5. Neutral Milk Hotel – In The Aeroplane Over The Sea (1998)
Partiamo dal presupposto che per suonare nei Neutral Milk Hotel ci vuole una dose di follia e di eroina in corpo parecchio superiore alla media mondiale. Se questa follia passa per la mente ancora più folle di Jeff Mangum, può diventare un caos totale o un’opera trionfale. Ammettiamo che il primo lavoro dei bifolchi più geniali del mondo, On Avery Island, datato 1996, non apparteneva alla seconda categoria. Rumoroso, con cenni di drone music e psichedelia a tratti fastidiosa che ti faceva esclamare la stessa frase che si sente pronunciare da molti alla fine di un film di David Lynch: “Ma che cazzo è sta roba?”

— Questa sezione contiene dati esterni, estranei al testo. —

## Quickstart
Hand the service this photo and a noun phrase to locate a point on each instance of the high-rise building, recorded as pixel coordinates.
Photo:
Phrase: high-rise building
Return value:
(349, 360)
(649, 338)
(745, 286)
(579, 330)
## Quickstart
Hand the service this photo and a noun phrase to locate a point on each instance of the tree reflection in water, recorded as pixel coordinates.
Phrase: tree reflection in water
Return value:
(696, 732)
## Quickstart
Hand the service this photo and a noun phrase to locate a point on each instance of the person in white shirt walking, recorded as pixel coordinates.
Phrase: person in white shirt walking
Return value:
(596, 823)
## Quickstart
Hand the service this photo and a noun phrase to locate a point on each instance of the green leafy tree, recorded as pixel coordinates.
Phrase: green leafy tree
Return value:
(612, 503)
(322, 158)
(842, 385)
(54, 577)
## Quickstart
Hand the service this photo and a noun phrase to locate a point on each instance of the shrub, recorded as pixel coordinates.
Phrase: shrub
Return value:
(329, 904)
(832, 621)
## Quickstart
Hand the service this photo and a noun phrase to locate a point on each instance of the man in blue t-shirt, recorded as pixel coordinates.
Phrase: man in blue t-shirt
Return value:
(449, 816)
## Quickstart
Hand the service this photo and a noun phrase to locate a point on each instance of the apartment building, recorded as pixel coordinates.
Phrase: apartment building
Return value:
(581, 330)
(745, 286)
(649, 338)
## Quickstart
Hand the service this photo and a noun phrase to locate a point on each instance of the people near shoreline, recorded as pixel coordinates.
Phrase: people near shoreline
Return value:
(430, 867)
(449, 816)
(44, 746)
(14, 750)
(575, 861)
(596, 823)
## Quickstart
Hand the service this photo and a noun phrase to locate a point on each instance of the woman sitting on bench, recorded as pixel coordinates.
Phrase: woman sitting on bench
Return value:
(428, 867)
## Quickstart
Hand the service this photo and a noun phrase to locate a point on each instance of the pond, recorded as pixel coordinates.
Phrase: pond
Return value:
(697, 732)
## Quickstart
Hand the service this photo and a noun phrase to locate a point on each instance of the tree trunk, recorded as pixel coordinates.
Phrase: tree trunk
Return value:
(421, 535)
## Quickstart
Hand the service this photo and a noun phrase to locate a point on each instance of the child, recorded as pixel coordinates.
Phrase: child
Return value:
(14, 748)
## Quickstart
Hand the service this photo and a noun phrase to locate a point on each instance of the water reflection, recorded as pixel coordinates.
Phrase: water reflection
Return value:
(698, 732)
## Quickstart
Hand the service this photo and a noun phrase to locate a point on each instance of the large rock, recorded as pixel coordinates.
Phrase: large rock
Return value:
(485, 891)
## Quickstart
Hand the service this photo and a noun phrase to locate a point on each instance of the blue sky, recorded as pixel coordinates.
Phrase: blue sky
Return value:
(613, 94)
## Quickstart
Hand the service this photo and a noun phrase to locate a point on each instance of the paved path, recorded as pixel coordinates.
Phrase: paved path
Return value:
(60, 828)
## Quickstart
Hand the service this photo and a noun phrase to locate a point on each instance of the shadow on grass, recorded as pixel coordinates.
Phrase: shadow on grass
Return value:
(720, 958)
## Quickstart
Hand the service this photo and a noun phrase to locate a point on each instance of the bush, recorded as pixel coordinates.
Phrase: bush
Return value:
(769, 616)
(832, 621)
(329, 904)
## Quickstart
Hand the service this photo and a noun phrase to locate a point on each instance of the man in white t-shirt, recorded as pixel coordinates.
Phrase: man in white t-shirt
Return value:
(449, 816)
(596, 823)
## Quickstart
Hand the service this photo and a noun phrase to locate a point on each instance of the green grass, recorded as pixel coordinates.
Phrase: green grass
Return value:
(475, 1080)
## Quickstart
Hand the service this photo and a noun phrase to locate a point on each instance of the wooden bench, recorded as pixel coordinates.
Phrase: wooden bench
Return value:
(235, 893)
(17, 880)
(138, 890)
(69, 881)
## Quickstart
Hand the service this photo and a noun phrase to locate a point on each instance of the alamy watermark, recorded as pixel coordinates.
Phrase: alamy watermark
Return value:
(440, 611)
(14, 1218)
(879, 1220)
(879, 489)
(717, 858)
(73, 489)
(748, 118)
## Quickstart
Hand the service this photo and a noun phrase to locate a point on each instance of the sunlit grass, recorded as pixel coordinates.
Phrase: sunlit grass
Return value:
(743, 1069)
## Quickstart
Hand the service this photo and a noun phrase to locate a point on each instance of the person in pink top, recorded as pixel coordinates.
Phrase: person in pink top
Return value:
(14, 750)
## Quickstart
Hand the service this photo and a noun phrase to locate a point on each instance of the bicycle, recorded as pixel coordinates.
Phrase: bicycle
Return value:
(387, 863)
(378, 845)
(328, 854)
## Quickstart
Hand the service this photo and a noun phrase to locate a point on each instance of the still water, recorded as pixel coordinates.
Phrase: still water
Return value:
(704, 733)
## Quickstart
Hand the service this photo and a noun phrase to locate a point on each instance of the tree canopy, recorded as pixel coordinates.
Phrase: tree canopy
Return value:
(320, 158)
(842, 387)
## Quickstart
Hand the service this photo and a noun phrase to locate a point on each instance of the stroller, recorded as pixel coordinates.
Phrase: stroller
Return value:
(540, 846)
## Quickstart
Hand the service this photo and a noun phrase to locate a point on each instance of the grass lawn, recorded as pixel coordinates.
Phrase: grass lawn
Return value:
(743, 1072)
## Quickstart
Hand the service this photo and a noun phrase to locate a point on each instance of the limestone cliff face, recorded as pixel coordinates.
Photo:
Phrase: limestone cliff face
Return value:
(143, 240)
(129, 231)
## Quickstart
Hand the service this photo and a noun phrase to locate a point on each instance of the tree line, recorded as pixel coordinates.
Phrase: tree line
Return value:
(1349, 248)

Un flusso di coscienza cantilenante che dalla voce nasale di Mangum passa attraverso chitarra acustica, banjo, cornamusa, basso, tromba, sassofono e solo Dio sa quanti altri strumenti. Un vero e proprio diario che mescola l’infanzia di Anna Frank a quella di Mangum stesso, con criptici riferimenti all’olocausto e ad una spiritualità panteista che non agisce sul destino dell’uomo ma rimane a guardare, incurante. Paradossalmente, la sovrabbondanza di strumenti e di temi nel disco è solo una cornice per far risaltare il vero protagonista: il piccolo, inutile essere umano.